Но интересно вот что. В России, Румынии или Турции большие немецкие автомобили – все еще символ статуса. Но в США или в Германии, в сердце капитализма, символом статуса стало искусство. Никто больше не гордится своим «Мерседесом» С-класса, а скорее уж Герхардом Рихтером, которого он повесил у себя где-нибудь в ванной. Пару лет назад меня пригласили преподавать в Санкт-Галлен – это большой экономический факультет в Швейцарии, где, по сути, учат капитализму. Они начали устраивать семинары о философии, искусстве и кино, а не только об экономике и норме прибыли. И тут я заметил, что капитализм вошел в стадию кризиса и пытается создать современную форму идеологии, которую можно записать на бумаге, которая гедонистична и допускает определенные сомнения. Капитализм больше не верит в себя и, как в XVIII веке, призывает художников ко двору.
Но меня в моих фильмах интересует не столько капитал, сколько парвеню, люди, которые хотят чего-то достичь, получить доступ к определенному классу и в этом терпят крушение. Эта тема есть и у Кубрика: Барри Линдон или врач из «Широко закрытыми глазами», который хочет попасть на самый верх, и это станет его трагедией.
– Есть ли у вас ощущение, что новые времена предъявляют к кино новые требования? Если да, то какие? Насколько вы готовы следовать этим задачам?
– Американские сериалы отняли у кино романный нарратив, которым прежде были заняты такие режиссеры, как Дэвид Лин, то есть возможность передавать мир в романном порядке. Я считаю, что это удача и кино теперь делает то, что всегда умело гораздо лучше, а именно – оно занято рассказом, новеллой. Я был восхищен фильмом «Место под соснами» Дерека Сиенфрэнса и подумал, что перед лицом сериалов кино начинает рассказывать по-другому.
С другой стороны, мы знаем, что фестивали замещают кинотеатры, которые еще были во времена «новой волны» или «Нового Голливуда». Большие сегодняшние кинодвижения, румынское, греческое и аргентинское, нашли свое место именно на фестивалях. Но фестивальная публика – это не кинопублика. Часто эти люди не заплатили за билет. Они смотрят по пять фильмов в день. Мы снова в своего рода университете, мы не идем после фильма гулять по бульварам, не садимся в кафе и не отправляемся в одинокую прогулку. Мы всегда существуем в группе, и мы делаем кино тоже внутри этой группы. Меланхолия, о которой идет речь в одном из ваших следующих вопросов, отсюда. Фильмы так меланхоличны, потому что они тоскуют об исчезнувшем пространстве. Это пространство кинотеатра.

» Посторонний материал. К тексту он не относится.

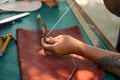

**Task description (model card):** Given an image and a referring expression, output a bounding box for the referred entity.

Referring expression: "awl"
[0,12,30,27]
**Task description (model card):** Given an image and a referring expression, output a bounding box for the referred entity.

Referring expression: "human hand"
[41,35,82,56]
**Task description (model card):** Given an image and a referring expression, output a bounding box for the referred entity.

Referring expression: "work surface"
[0,0,115,80]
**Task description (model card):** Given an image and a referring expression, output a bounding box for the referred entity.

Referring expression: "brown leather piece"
[17,26,104,80]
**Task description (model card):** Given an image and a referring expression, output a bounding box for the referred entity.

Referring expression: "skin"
[41,35,120,77]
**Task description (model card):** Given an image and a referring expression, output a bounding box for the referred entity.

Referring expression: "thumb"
[46,37,56,44]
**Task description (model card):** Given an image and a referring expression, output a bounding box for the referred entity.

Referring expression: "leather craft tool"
[41,0,59,8]
[0,34,12,56]
[0,13,30,27]
[0,0,42,12]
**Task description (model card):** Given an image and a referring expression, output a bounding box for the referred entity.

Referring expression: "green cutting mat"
[0,0,115,80]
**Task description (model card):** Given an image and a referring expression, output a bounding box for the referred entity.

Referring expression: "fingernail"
[46,38,50,42]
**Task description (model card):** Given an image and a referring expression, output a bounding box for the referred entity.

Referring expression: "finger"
[41,38,54,51]
[46,37,56,44]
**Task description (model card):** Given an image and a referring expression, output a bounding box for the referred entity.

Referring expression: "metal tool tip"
[37,14,41,19]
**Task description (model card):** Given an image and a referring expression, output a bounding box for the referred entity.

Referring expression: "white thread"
[45,1,77,80]
[45,2,75,38]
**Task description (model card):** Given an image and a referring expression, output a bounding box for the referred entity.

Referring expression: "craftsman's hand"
[41,35,81,56]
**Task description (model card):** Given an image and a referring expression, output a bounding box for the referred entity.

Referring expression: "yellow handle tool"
[2,35,12,53]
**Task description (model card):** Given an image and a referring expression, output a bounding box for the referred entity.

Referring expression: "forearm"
[78,44,120,76]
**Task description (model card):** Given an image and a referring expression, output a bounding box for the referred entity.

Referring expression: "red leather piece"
[17,26,104,80]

– Вы известны как режиссер Берлинской школы. Вы чувствуете эту причастность? Если да – что это приносит?
– Ну, в экономическом смысле это больших преимуществ не принесло. Берлинская школа, по крайней мере, в Германии не было чем-то исключительно соблазнительным. Ее начали довольно быстро жестко критиковать. Но, например, на прошлой неделе мы были на премьере Беньямина Хайзенберга[23] и потом сидели вместе и говорили о кино. Я думаю, что этим и была для меня Берлинская школа – люди вокруг, которые тоже делают кино и хотят говорить о кино. Хотя мы – группа без манифеста, и у нас нет одного продюсера, но у меня есть чувство, что наши фильмы тоже дружат, как будто они выросли из одного коллективного опыта. Поэтому речь идет, прежде всего, о возможности диалога – личного и в фильмах.
Кстати, отличие нашей группы, например, от французской «новой волны», в том, что они пришли в кино через тексты, через работу в «Кайе дю синема». В отличие от них мы все пришли из киноинститутов и киноакадемий и в определенном смысле остаемся студентами. Они пришли в существующую киноиндустрию, которая, пусть и в кризисе, но была. Вокруг нас не было и нет никакой индустрии, а только телевидение. Мы должны сами эту индустрию выстраивать, что и преимущество, и недостаток.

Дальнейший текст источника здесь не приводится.